We all know about the raunchy Diesel photo shoot that took place in Brooklyn Law School’s library; and we are all probably happy that it did not happen in ours (or maybe some of us wish it did?). Either way, the reason I’m bringing this up is not to talk about how lucky (or unlucky?) we are that the tables we study on and the books we read aren’t tainted with half-naked models. Rather, I bring up this hot topic to ask the question – how are these scandalous ads allowed?
Abercrombie is well known for being a super scandalous advertiser. Who hasn’t, at least once, walked past an Abercrombie store and seen a buff model standing out front wearing nothing but boxers? I know I have! While Abercrombie sells a lot of clothes – from cozy sweatshirts to slinky bikinis – the models in Abercrombie ads are usually not wearing much. How is this ok? The Federal Trade Commission focuses on preventing deceptive advertising, requiring that all advertising claims be substantiated. However, these scandalous adverts do not fall into this FTC trap … that is, unless we all think that if you buy the navy Abercrombie zip-up hoodie worn by the super hot model in the advertisement, the hot scantily-clad model comes with it – highly doubtful.
So where does the law stand on allowing these scandalous ads?
The U.S. Supreme Court case, Miller v. California, sets a standard for obscenity that, if met, means the First Amendment right to freedom of speech is no longer protected. Three elements must be met for a work to be considered obscene – an average person applying their community’s standards would find the work appeals to sexual matters, the work depicts sexual conduct defined by state law, and the work lacks serious literary, artistic, political, or scientific value. 413 U.S. 15, 17 (1973). This case law exists, yet scandalous adverts still manage to surround us. I guess, given what is allowed these days in movies, TV, and dirty magazines, the government is not likely to censor these advertisements under the First Amendment. However, while movies have ratings and TV has parental controls, half-naked models are popping up on billboards everywhere with no real legal impediment to be seen. What about the kids?!
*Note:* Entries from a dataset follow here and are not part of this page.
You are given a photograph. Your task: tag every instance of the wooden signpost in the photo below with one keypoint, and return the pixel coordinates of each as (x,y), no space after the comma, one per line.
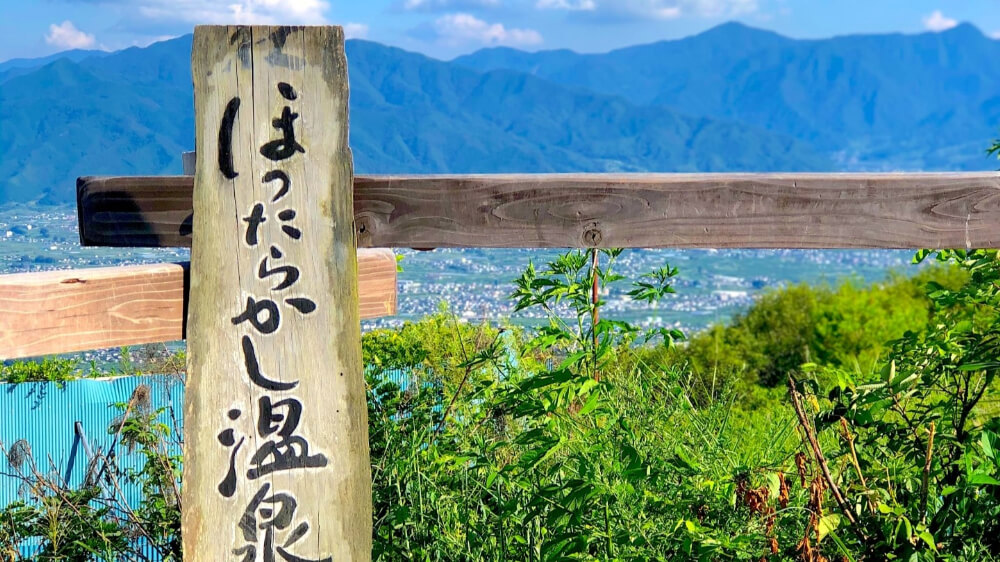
(276,451)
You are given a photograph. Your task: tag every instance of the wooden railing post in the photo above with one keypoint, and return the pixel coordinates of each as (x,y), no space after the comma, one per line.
(276,449)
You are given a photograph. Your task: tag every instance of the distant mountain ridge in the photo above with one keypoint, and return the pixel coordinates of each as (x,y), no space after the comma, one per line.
(731,99)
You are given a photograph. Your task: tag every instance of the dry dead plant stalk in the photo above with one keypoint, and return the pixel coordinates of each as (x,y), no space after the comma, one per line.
(820,459)
(927,474)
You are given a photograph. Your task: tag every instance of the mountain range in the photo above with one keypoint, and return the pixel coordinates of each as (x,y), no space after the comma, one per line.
(733,98)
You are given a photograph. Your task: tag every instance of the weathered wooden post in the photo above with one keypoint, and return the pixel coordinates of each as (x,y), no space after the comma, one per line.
(276,452)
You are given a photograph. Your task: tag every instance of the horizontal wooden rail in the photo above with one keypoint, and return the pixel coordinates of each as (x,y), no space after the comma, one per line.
(905,210)
(76,310)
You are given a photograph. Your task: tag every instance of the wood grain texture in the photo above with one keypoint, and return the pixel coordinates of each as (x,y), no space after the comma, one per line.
(311,356)
(82,309)
(77,310)
(905,210)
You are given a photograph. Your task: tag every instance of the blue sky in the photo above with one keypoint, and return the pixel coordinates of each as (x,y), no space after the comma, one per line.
(446,28)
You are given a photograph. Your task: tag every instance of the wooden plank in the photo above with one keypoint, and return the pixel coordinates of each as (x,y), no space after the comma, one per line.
(276,449)
(904,210)
(77,310)
(82,309)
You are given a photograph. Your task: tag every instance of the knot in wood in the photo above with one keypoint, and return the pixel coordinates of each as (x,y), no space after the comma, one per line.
(364,227)
(592,237)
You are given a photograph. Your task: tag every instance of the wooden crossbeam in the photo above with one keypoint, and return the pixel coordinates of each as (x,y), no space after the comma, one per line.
(904,210)
(83,309)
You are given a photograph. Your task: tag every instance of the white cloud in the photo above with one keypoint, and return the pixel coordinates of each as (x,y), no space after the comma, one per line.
(938,22)
(571,5)
(355,30)
(67,36)
(459,29)
(444,5)
(304,12)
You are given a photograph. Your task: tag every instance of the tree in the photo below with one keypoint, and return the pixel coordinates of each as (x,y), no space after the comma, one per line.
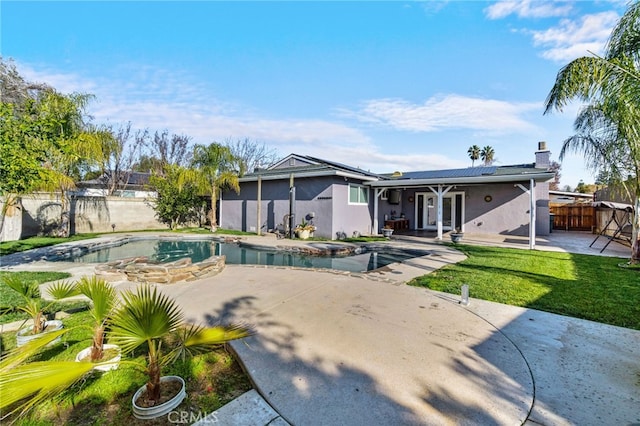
(172,149)
(179,200)
(215,168)
(70,144)
(555,167)
(121,151)
(487,154)
(15,89)
(47,141)
(474,154)
(251,154)
(607,129)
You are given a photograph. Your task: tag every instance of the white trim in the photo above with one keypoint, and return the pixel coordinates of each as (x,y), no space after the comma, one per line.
(412,183)
(445,194)
(355,185)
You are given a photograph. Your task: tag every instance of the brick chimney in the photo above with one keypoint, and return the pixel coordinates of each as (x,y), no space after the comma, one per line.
(543,156)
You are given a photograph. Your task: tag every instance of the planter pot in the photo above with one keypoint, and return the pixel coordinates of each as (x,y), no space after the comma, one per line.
(22,337)
(110,364)
(148,413)
(456,238)
(303,234)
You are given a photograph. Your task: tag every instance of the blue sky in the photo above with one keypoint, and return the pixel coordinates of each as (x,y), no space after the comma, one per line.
(379,85)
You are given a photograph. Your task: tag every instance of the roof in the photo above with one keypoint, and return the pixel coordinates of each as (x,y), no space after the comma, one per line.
(469,175)
(309,167)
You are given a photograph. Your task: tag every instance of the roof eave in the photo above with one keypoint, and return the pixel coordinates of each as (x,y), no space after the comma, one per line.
(321,173)
(406,183)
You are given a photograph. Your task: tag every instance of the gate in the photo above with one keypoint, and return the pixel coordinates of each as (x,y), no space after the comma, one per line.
(573,217)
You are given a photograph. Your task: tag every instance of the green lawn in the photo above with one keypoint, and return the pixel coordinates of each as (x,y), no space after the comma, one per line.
(581,286)
(9,298)
(8,247)
(213,379)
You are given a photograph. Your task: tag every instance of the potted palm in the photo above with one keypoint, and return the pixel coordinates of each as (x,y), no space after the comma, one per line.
(456,235)
(304,230)
(103,302)
(150,319)
(34,306)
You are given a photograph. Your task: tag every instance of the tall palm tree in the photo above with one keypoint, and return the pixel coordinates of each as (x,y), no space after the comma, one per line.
(487,154)
(608,127)
(215,164)
(474,154)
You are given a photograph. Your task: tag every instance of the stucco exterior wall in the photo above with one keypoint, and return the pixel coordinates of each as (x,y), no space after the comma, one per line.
(350,218)
(313,197)
(40,213)
(507,213)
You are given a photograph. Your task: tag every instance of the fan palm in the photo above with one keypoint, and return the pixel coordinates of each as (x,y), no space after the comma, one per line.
(103,301)
(145,317)
(34,306)
(608,128)
(149,318)
(474,154)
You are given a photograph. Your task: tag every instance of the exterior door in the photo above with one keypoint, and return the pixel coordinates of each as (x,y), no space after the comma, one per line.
(427,211)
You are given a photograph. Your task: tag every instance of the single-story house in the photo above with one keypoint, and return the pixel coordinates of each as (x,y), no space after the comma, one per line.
(341,200)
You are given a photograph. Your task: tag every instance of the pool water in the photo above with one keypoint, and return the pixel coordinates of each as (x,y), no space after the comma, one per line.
(163,251)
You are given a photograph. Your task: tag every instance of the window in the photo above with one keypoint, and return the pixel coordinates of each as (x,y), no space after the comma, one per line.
(358,194)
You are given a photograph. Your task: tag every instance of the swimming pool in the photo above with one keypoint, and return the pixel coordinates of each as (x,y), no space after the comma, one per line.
(160,250)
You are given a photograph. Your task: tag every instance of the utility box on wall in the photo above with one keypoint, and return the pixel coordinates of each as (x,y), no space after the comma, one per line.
(394,196)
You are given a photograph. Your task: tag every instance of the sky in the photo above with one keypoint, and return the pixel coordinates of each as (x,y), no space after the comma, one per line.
(384,86)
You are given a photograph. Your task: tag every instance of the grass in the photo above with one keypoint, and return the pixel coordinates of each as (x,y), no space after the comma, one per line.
(9,247)
(9,298)
(581,286)
(213,379)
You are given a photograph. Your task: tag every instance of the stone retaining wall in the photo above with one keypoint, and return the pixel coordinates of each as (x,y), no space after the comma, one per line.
(139,269)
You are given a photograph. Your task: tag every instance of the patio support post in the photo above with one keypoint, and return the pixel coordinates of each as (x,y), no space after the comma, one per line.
(378,192)
(259,212)
(532,211)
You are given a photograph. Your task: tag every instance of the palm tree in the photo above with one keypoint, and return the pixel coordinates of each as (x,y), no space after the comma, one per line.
(149,318)
(103,299)
(474,154)
(145,318)
(215,164)
(608,127)
(487,154)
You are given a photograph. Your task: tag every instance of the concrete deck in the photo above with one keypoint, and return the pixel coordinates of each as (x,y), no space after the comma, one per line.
(360,349)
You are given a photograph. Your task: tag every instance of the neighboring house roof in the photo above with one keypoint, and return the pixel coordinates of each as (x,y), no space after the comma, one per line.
(469,175)
(308,167)
(134,179)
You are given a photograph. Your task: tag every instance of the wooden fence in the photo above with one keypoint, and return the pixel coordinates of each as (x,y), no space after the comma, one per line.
(573,217)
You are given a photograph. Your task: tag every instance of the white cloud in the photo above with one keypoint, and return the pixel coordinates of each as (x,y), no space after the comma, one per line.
(528,9)
(157,99)
(572,39)
(447,112)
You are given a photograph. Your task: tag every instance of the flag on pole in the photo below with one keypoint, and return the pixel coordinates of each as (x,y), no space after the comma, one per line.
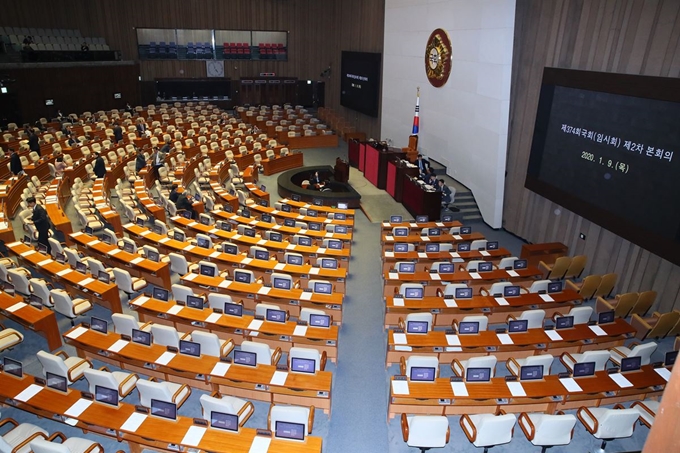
(416,118)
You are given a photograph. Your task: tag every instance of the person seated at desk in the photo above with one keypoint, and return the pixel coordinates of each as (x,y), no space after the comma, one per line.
(185,203)
(446,192)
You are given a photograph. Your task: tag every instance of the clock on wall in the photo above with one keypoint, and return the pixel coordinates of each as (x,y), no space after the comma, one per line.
(214,68)
(438,58)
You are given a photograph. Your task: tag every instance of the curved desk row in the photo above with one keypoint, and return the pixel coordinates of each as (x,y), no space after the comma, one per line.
(548,395)
(447,346)
(283,335)
(83,285)
(139,431)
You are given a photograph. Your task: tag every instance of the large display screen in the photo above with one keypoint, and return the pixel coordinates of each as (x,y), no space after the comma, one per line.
(605,147)
(360,82)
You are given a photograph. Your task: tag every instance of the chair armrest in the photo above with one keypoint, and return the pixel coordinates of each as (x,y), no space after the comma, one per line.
(466,424)
(244,419)
(310,420)
(125,381)
(226,348)
(79,363)
(457,368)
(588,419)
(529,430)
(404,427)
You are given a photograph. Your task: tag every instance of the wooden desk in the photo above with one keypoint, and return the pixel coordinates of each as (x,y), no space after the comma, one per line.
(283,335)
(547,395)
(446,310)
(84,285)
(445,346)
(154,273)
(44,321)
(434,282)
(200,372)
(279,164)
(153,433)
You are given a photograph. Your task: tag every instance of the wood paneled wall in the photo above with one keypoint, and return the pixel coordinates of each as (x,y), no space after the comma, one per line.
(620,36)
(318,31)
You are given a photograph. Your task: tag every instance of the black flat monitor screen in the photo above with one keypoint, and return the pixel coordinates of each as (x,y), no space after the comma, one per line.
(554,287)
(446,268)
(190,348)
(400,232)
(13,367)
(161,294)
(106,395)
(103,277)
(606,317)
(152,255)
(319,320)
(463,293)
(141,337)
(245,358)
(417,326)
(511,291)
(281,283)
(56,382)
(163,409)
(276,315)
(584,369)
(468,327)
(413,292)
(406,268)
(261,254)
(431,248)
(288,430)
(518,325)
(222,420)
(242,277)
(195,302)
(631,363)
(323,288)
(564,322)
(99,325)
(485,267)
(233,309)
(478,375)
(422,374)
(400,248)
(618,134)
(520,264)
(296,260)
(531,372)
(360,81)
(301,365)
(329,263)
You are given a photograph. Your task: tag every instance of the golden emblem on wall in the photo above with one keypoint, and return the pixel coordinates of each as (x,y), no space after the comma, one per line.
(438,58)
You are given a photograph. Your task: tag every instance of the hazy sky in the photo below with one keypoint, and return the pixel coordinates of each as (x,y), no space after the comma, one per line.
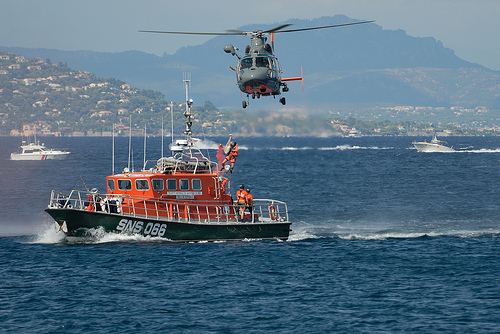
(469,27)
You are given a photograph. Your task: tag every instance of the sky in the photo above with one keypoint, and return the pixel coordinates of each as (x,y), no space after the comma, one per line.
(469,27)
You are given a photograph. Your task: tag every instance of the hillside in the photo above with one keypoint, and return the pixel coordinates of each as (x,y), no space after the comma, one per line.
(64,101)
(357,64)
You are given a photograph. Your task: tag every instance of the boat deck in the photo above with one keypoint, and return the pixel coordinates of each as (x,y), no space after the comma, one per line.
(188,211)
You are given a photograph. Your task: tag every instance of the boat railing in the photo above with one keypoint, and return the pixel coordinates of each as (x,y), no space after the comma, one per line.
(186,211)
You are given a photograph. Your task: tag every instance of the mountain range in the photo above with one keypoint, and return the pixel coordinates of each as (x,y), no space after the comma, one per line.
(360,64)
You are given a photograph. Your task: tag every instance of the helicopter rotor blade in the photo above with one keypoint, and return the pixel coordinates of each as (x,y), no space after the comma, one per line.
(323,27)
(277,28)
(233,32)
(192,33)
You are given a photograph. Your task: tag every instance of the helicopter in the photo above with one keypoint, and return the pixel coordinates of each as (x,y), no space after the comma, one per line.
(258,72)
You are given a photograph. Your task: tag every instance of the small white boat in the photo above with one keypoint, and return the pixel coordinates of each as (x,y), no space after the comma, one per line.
(434,145)
(35,151)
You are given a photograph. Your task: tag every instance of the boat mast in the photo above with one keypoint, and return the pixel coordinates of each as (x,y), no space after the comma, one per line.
(144,159)
(187,113)
(129,141)
(113,152)
(172,121)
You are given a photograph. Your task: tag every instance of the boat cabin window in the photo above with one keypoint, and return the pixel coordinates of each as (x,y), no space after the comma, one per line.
(124,185)
(246,63)
(196,184)
(171,184)
(157,184)
(142,184)
(184,184)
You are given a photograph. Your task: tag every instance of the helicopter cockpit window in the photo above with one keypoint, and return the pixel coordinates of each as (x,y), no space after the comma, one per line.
(262,62)
(246,63)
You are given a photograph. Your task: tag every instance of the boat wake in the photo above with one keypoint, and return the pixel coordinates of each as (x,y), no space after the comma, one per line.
(482,150)
(334,148)
(339,230)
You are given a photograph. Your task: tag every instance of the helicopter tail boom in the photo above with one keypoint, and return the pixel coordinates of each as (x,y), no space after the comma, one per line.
(296,78)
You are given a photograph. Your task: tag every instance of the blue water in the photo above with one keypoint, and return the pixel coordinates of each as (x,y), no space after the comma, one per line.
(385,239)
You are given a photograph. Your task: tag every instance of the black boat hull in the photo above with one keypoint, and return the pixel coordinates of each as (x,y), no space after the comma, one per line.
(77,223)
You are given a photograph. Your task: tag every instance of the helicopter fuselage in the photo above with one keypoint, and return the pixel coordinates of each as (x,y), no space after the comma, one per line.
(259,74)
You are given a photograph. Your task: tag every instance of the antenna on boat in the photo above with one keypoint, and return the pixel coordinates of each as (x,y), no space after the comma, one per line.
(162,136)
(189,102)
(144,160)
(129,141)
(113,152)
(172,120)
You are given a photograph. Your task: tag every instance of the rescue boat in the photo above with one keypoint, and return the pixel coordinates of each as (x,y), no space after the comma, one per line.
(184,197)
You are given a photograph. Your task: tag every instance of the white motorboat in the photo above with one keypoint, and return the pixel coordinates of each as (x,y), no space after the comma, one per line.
(434,145)
(35,151)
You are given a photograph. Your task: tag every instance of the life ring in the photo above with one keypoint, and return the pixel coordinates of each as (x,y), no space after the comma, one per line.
(272,212)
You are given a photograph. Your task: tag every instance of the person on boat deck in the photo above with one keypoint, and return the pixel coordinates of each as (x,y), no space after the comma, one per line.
(241,196)
(249,200)
(231,156)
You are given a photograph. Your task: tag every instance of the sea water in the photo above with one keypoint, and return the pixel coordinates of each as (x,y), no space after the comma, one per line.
(385,239)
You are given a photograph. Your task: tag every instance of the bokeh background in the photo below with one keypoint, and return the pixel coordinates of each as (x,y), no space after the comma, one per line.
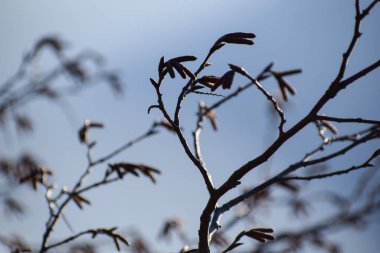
(132,36)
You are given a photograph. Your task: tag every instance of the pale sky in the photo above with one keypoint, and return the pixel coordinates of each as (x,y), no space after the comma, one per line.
(132,36)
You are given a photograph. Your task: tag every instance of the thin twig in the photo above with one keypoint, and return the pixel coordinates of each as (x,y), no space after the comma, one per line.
(348,120)
(227,206)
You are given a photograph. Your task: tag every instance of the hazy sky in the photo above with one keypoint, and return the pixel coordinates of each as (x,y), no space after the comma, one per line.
(133,35)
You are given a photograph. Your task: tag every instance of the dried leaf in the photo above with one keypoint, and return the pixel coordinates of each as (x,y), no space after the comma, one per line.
(184,58)
(178,67)
(53,42)
(161,67)
(170,69)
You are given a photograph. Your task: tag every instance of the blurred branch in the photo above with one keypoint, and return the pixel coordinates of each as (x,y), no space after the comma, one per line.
(348,120)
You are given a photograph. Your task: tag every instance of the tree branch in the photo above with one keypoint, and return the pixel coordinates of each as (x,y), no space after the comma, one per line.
(227,206)
(347,120)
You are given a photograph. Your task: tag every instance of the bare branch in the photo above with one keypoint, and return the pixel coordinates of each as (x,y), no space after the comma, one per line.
(348,120)
(366,164)
(225,207)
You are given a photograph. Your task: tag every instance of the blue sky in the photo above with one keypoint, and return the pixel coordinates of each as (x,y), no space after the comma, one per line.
(133,36)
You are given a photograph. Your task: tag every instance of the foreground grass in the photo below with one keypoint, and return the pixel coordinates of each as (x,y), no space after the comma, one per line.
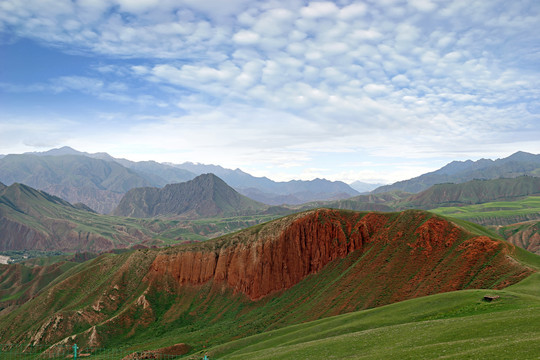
(500,212)
(455,325)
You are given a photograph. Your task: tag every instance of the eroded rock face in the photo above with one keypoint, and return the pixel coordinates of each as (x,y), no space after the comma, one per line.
(337,262)
(258,264)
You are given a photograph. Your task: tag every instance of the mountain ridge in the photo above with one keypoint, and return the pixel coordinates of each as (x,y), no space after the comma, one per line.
(299,268)
(517,164)
(205,196)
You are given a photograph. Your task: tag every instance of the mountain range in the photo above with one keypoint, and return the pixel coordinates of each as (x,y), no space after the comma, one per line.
(205,196)
(299,268)
(517,164)
(99,180)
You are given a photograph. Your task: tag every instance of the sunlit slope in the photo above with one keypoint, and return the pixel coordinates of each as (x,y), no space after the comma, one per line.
(296,269)
(455,325)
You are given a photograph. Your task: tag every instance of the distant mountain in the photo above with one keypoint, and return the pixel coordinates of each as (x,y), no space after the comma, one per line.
(299,268)
(273,192)
(31,219)
(518,164)
(157,174)
(99,184)
(472,192)
(369,202)
(363,187)
(205,196)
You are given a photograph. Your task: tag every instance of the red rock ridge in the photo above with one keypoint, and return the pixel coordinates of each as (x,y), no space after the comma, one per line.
(268,260)
(271,263)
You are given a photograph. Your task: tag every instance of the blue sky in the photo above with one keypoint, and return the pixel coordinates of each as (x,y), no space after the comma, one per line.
(377,91)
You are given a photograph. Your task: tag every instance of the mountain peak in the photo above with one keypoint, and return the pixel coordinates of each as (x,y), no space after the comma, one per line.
(205,196)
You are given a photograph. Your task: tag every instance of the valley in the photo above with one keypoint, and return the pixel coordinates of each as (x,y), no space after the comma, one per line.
(200,264)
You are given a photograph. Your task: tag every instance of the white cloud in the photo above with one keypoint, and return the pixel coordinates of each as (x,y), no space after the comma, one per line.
(403,78)
(319,9)
(246,37)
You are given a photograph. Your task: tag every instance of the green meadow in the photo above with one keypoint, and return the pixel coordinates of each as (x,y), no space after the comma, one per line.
(454,325)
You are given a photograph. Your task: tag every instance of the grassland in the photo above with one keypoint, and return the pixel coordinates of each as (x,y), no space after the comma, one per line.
(495,213)
(454,325)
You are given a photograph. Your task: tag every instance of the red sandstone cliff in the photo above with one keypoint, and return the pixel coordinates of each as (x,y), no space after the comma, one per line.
(281,254)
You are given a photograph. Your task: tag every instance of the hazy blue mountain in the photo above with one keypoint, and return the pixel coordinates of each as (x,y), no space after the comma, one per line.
(97,183)
(259,188)
(363,187)
(518,164)
(273,192)
(205,196)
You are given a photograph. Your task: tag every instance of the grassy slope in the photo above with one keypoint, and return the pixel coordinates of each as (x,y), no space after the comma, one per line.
(493,213)
(455,325)
(59,220)
(207,315)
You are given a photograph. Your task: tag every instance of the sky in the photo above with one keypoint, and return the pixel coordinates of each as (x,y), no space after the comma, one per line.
(375,91)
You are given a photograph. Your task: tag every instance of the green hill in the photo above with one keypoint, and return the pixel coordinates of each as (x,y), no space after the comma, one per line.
(205,196)
(472,192)
(97,183)
(296,269)
(456,325)
(518,164)
(34,220)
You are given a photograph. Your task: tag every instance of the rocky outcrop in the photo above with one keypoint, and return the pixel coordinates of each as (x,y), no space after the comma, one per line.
(258,264)
(298,268)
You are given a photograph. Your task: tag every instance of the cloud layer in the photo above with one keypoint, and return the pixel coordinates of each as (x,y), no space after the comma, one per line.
(282,82)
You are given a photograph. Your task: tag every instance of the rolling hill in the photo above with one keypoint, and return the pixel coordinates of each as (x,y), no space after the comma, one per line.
(472,192)
(299,268)
(34,220)
(518,164)
(86,178)
(205,196)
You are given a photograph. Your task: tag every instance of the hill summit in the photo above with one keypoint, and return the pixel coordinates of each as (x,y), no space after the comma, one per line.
(295,269)
(205,196)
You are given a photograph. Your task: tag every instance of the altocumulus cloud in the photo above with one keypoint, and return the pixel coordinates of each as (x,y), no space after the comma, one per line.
(418,76)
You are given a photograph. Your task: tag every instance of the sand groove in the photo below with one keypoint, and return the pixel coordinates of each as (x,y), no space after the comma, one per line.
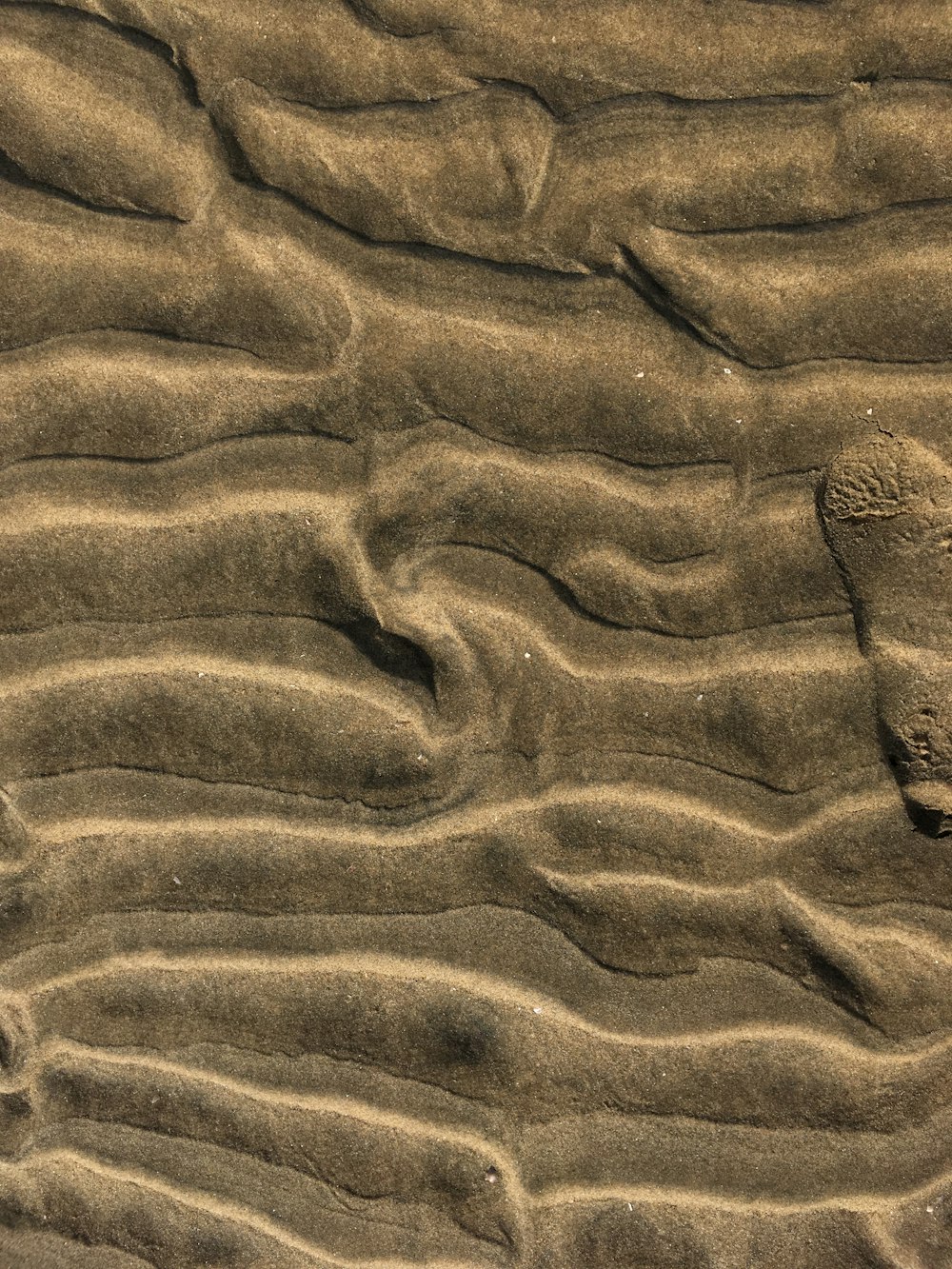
(447,675)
I won’t let Abercrombie take all the credit – Calvin Klein isn’t one to keep its models cozily covered either. Rugged broken in jeans and a white t-shirt? Puh-lease! Maybe 30 years ago. Now, constantly taking the heat for being just way too scandalous, Calvin Klein launched its Fall 2010 ad campaign containing censored billboards that offered spiffy QR codes, allowing a passerby to take a picture on their smart phone, only to reveal an exclusive scandalous Calvin Klein commercial. Is this really any better?
While these ads often don’t go uncontested, a lot of them still make it out in the commercial advertising world – convincing us to buy, buy, BUY! But come on, really, how did the Kim Kardashian Sketchers commercial make it on TV this 2011 Superbowl? If that’s not considered obscene under the Miller standard, maybe the advertising industry should be the subject of social pressure to take it down a notch.